Autism Accomodations

I have never had formal accommodations.  Not in school, not at work, not ever.  I was diagnosed just last fall, the day after my 43rd birthday.  And only now I can see that I've been getting accommodations all my life without even realizing it.  My life is THAT charmed.  I never even had to ask for it, but now that I know what to look for, I see how my life has always been filtered through someone's assistance.  First, it was my parents, who sheltered me and kept my childhood near idylic.  The only small problem was that, unaware of my autism, they didn't realize I'd need to be intentionally taught basic things about getting along in life, such as meal planning and cooking, and that I did not automatically understand the nuances of life.  Instead, once I heard a statement and took it to be true, it was 100% unequivocally true for all time.  I didn't realize it may change with time or circumstances, or that it may only be partially true.  So I ran into many instances of confusion and frankly, like life was gaslighting me.  

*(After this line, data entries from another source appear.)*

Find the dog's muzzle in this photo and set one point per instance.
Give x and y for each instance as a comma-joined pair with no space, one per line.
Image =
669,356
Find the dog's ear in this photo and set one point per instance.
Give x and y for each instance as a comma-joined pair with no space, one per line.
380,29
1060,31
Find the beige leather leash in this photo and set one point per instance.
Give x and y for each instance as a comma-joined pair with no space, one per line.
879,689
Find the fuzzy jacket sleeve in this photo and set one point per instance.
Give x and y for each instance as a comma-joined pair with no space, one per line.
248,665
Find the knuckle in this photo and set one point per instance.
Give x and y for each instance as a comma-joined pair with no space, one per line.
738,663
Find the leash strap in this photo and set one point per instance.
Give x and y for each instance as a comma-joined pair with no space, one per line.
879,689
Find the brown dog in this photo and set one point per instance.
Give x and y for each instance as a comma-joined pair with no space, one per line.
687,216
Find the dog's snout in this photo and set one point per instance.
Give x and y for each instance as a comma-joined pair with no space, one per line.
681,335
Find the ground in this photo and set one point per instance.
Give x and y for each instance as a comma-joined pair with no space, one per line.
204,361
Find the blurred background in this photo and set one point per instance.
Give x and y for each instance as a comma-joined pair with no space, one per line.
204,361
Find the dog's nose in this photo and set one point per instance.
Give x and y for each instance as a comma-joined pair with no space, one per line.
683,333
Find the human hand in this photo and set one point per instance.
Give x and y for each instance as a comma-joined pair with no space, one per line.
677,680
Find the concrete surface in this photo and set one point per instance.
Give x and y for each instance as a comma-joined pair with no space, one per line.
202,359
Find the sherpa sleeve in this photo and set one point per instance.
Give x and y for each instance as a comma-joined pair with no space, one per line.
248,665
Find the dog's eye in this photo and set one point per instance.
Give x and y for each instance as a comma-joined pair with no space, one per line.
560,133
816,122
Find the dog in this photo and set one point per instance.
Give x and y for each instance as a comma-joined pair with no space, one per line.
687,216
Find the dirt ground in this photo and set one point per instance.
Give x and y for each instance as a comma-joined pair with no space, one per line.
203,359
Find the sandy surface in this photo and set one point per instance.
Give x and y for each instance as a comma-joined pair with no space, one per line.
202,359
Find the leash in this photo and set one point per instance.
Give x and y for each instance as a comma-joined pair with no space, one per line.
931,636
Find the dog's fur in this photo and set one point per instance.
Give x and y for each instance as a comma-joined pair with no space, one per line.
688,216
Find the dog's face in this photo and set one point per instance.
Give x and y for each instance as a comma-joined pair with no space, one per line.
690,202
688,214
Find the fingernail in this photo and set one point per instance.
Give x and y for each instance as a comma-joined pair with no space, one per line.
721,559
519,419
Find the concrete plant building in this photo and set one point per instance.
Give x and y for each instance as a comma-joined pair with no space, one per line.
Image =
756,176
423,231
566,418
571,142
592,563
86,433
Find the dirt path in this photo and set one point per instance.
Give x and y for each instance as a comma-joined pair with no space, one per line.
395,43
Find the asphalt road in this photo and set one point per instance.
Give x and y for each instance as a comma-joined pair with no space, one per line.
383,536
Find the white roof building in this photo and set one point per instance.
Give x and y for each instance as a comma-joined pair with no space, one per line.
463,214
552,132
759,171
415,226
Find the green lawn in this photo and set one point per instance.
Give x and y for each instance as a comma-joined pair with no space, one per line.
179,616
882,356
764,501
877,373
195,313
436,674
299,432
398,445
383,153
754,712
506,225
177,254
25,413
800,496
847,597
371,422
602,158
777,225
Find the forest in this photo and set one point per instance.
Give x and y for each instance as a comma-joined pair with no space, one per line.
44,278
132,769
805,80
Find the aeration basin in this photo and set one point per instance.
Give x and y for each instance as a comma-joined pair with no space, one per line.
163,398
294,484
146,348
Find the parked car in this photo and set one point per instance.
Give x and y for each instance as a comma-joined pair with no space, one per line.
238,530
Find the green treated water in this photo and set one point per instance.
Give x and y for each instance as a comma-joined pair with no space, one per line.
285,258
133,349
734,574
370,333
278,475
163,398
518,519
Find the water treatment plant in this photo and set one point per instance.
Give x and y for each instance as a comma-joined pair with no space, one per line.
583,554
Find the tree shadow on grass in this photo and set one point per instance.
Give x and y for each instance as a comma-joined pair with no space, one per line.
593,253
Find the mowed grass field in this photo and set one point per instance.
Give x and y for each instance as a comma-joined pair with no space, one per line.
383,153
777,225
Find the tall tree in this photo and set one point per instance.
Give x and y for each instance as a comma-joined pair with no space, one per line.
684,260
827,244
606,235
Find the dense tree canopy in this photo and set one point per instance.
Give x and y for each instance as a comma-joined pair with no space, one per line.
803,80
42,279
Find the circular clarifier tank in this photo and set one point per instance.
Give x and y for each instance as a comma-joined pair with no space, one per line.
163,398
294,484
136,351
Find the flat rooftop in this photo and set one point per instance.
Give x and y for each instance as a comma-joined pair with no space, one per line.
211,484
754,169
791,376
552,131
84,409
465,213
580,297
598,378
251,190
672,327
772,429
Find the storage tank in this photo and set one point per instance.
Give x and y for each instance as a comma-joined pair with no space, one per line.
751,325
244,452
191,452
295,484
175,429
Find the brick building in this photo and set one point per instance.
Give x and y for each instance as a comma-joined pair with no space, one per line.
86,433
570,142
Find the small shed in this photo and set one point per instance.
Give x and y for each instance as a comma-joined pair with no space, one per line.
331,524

At age 19, after getting my Associate's Degree while still living at home, I joined the Army.  It, too, came with its own accommodations.  I was told where to be when, what to wear, what to do, when and what to eat (without having to cook or plan any of it) etc. While very stifling for some, it eliminated the need for my autistic brain to struggle with decision fatigue.  I didn't enjoy the poor morale, though, and as fate would have it, my father's accident and resulting traumatic brain injury gave me an early out of my military commitment.  

But by the grace of God, though, by this time I had met my now-husband, who followed me to my home state and with whom I lived after getting out of the Army.  And it is he who has filtered life for me ever since.

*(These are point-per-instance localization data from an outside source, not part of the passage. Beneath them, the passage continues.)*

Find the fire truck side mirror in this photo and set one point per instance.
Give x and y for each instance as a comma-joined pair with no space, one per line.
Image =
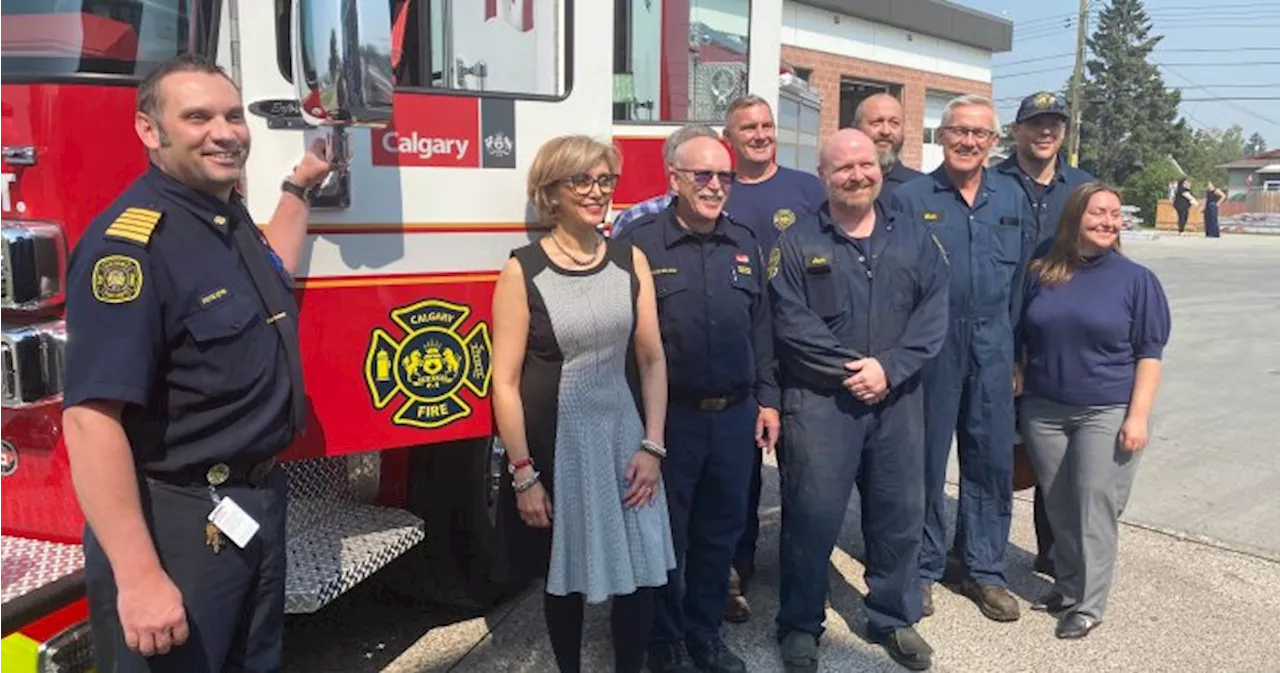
342,62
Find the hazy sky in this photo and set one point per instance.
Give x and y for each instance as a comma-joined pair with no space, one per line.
1214,50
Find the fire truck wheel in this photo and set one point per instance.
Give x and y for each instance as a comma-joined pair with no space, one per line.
452,488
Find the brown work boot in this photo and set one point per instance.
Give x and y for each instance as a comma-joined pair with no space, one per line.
995,601
737,609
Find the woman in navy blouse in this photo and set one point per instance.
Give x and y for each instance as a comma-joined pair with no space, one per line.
1093,330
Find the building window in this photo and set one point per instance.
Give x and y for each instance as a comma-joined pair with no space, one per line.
494,46
679,60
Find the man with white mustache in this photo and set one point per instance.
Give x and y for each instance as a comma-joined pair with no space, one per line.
881,118
860,305
723,399
979,216
1046,179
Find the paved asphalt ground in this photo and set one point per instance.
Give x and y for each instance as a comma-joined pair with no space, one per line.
1198,575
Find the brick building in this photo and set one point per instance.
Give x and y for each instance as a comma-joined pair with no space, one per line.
922,51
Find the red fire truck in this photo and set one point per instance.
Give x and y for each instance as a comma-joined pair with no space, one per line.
435,109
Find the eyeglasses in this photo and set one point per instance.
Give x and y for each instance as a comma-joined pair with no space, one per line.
581,183
981,134
702,178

I have never lived on my own.  I have never had to juggle work and bills and school and parenting and whatever else people consider non-negotiables.  I've been cruising and unaware of it.

Thanks to my autism diagnosis, I've been reflecting on how I've gotten this far in life without any accommodations.  I was diagnosed with "level 1" autism, which already would imply I should be able to get along better than others on the spectrum.  But even so.  I have a graduate degree.  I served in the military.  I speak multiple languages.  I held down several long-term jobs.  I had two home births and I homeschool my children.  All things that seem like accomplishments for many people, especially those who wouldn't personally see themselves doing some of these things.

But see, I have had unofficial accommodations all along.  That's why I've been able to do what I have done.  I have had a support system, if even in only one or two people.  I have had people who accepted me as I am, appreciated me for what I did bring to the table, and didn't fault me for what I didn't.  I have experienced unconditional love since day one.

No wonder neither I nor anyone else ever thought I could have autism.  And yet, finding out has been one of the best things to have happened to me.  Because now I don't feel guilty for the shortcomings that have led me to depend on my "accommodations".